Engáñese cada cual si eso es lo que le apetece, pero engañar al prójimo resulta un poco más difícil. Sobre todo si se trata de gente joven. Personas aún incipientes en el arte de la vida, que contemplan atónitas como amasan grandes fortunas individuos que le dan cuatro patadas y media al diccionario cada vez que abren la boca. ¿A quién le puede extrañar, en estas circunstancias, que sólo un 10,8 por ciento de los canarios considere que la educación es un problema en estas Islas?

Estamos, en cualquier caso, ante una concepción errónea tanto de la economía personal como de la colectiva. Así lo corrobora otro dato de la encuesta que acaba de publicar el Centro Económico y Social de Canarias: el paro le quita el sueño al 84,6 % de los habitantes del Archipiélago; una cifra que casi duplica al porcentaje de personas preocupadas por la situación económica en sí misma, y sextuplica con creces a la de quienes sienten alguna inquietud por la corrupción política, la inmigración, las infraestructuras o la vivienda. Acaso tendríamos que replantearnos los temas en los que se centran los medios de comunicación, o al menos la prioridad de dichos temas, habida cuenta de que los intereses de la población parece que son otros.

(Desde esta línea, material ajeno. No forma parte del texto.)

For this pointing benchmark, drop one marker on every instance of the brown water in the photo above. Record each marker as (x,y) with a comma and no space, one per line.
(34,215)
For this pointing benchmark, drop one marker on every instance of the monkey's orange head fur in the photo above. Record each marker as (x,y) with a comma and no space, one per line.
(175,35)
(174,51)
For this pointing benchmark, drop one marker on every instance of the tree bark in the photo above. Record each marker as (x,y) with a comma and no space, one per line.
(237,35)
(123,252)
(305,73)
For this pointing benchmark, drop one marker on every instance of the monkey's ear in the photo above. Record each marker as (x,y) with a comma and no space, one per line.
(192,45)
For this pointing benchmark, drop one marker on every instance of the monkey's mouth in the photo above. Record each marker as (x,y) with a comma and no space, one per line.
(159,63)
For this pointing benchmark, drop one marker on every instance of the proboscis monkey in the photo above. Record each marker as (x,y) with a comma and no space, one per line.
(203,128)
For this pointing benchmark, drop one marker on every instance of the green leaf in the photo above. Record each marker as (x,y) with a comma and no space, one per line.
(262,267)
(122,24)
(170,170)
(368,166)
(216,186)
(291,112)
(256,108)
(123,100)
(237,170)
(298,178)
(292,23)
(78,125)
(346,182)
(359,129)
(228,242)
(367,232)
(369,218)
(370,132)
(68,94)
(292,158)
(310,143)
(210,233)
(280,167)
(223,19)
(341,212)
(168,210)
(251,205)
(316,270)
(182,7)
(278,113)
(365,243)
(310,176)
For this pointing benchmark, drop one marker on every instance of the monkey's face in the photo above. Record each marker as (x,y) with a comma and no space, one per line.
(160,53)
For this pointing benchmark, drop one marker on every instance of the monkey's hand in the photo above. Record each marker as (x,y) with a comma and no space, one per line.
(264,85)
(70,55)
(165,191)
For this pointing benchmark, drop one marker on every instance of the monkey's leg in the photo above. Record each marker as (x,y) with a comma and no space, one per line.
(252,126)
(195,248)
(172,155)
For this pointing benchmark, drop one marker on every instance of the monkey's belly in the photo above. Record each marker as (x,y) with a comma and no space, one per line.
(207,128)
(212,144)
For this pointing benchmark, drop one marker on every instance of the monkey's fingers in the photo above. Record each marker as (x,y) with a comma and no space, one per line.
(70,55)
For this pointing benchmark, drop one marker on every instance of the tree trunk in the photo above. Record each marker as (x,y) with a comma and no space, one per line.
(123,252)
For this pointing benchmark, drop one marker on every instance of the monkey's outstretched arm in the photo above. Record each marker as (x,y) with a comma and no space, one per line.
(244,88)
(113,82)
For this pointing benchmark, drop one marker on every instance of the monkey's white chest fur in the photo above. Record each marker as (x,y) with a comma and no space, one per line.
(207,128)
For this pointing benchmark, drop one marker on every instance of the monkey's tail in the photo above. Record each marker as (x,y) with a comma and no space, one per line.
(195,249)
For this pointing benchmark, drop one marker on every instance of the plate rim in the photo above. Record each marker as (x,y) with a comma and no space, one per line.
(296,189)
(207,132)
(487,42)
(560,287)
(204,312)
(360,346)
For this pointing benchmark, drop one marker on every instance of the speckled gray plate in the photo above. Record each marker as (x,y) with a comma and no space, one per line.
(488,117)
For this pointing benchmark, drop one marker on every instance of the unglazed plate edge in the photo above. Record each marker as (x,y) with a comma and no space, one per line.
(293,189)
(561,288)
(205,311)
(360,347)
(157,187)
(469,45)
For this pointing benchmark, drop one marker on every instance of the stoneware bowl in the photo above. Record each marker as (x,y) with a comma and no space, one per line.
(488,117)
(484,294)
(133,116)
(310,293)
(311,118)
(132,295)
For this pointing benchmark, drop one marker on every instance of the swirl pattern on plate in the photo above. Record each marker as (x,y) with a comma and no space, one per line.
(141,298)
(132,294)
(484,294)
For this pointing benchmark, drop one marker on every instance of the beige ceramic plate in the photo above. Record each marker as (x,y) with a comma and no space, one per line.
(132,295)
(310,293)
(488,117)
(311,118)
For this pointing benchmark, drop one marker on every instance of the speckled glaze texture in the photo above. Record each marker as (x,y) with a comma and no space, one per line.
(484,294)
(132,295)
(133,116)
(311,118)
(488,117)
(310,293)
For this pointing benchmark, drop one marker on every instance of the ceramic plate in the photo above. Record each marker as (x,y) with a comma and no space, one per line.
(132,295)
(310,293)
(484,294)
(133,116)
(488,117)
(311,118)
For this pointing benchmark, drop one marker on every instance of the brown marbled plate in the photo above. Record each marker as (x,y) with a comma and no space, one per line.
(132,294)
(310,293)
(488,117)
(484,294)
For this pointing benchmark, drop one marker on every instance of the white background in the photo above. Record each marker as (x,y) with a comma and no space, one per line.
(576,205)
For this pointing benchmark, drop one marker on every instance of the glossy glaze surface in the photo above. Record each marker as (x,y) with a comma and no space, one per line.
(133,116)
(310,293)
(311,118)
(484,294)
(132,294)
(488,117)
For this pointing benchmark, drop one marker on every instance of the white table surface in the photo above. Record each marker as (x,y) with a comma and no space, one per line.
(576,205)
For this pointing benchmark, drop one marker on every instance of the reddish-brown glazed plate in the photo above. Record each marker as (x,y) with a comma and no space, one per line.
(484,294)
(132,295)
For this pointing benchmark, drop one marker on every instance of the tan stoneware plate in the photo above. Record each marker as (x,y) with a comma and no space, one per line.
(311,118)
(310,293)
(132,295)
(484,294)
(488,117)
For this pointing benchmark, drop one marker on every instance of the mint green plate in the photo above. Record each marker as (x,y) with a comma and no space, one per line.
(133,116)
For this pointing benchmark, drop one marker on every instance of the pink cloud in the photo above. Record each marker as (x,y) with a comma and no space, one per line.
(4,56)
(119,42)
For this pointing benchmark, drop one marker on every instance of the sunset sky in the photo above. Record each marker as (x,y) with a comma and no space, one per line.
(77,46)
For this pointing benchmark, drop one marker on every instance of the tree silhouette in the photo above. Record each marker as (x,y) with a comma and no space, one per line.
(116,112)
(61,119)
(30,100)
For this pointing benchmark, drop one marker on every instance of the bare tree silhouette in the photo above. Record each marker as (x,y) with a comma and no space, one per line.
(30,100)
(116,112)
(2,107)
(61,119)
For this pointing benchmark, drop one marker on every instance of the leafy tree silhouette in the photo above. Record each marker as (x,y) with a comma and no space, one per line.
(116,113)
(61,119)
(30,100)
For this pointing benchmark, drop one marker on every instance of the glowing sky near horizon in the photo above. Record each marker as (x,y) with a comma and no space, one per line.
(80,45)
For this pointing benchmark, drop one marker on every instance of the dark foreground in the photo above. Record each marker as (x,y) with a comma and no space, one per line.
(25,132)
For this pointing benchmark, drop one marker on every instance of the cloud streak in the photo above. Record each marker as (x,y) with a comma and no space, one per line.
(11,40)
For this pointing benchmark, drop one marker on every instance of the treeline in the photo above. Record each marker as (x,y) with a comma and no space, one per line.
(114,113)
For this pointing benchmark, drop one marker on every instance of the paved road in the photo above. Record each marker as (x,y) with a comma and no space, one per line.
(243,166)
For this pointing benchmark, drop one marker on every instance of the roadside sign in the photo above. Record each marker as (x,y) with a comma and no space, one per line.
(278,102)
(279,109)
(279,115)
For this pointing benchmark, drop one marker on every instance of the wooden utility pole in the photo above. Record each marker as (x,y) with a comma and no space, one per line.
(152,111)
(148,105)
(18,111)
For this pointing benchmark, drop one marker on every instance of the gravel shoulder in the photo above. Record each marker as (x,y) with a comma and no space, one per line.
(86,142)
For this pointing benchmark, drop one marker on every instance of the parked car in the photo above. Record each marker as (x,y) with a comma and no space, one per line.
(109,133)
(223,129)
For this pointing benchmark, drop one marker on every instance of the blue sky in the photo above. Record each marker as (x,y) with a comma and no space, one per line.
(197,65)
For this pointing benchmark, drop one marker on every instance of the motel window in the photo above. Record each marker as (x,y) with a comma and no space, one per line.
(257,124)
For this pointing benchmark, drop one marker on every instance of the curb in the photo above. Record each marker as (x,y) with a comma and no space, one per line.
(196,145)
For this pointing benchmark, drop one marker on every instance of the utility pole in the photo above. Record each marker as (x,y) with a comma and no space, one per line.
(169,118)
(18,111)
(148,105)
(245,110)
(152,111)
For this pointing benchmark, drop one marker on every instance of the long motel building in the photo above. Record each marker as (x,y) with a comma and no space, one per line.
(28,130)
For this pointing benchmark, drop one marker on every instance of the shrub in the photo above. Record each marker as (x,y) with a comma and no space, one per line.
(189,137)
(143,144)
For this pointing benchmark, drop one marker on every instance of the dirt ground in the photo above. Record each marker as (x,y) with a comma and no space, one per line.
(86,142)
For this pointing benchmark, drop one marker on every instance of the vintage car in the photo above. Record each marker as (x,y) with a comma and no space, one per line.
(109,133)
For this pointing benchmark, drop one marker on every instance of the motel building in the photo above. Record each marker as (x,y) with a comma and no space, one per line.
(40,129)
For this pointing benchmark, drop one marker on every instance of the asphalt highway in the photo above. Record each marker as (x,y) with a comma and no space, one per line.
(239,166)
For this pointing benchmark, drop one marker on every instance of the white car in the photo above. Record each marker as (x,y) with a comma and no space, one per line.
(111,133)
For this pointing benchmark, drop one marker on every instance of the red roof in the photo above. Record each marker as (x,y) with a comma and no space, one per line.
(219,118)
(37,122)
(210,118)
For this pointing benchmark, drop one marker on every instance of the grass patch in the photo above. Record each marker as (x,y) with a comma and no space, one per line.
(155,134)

Conviene, no obstante, que nadie se lleve a engaño. Los empresarios semianalfabetos pero capaces de grandes pelotazos medran muy bien en los ríos caudalosos de la abundancia, pero caen a plomo apenas la situación se pone difícil. El hundimiento sin consuelo de la economía española, y de la canaria en particular, son el mejor índice de la abundancia de tales empresarios. Al final, tal vez la física haya desplazado a la filosofía, pero la economía especulativa y los licenciados en las universidades de la vida jamás podrán desplazar, a medio y largo plazo, a una cultura sólida producto de una esforzada e irremediablemente estoica formación personal. Pero una formación auténtica, muy alejada, por propia definición, de coger apuntes en una facultad, aprobar exámenes, obtener un título universitario e inscribirse en las listas del desempleo. Por mucho que lo deseen algunos, la cultura, el saber, la erudición en definitiva, puede que estén enfermos pero no han muerto aún.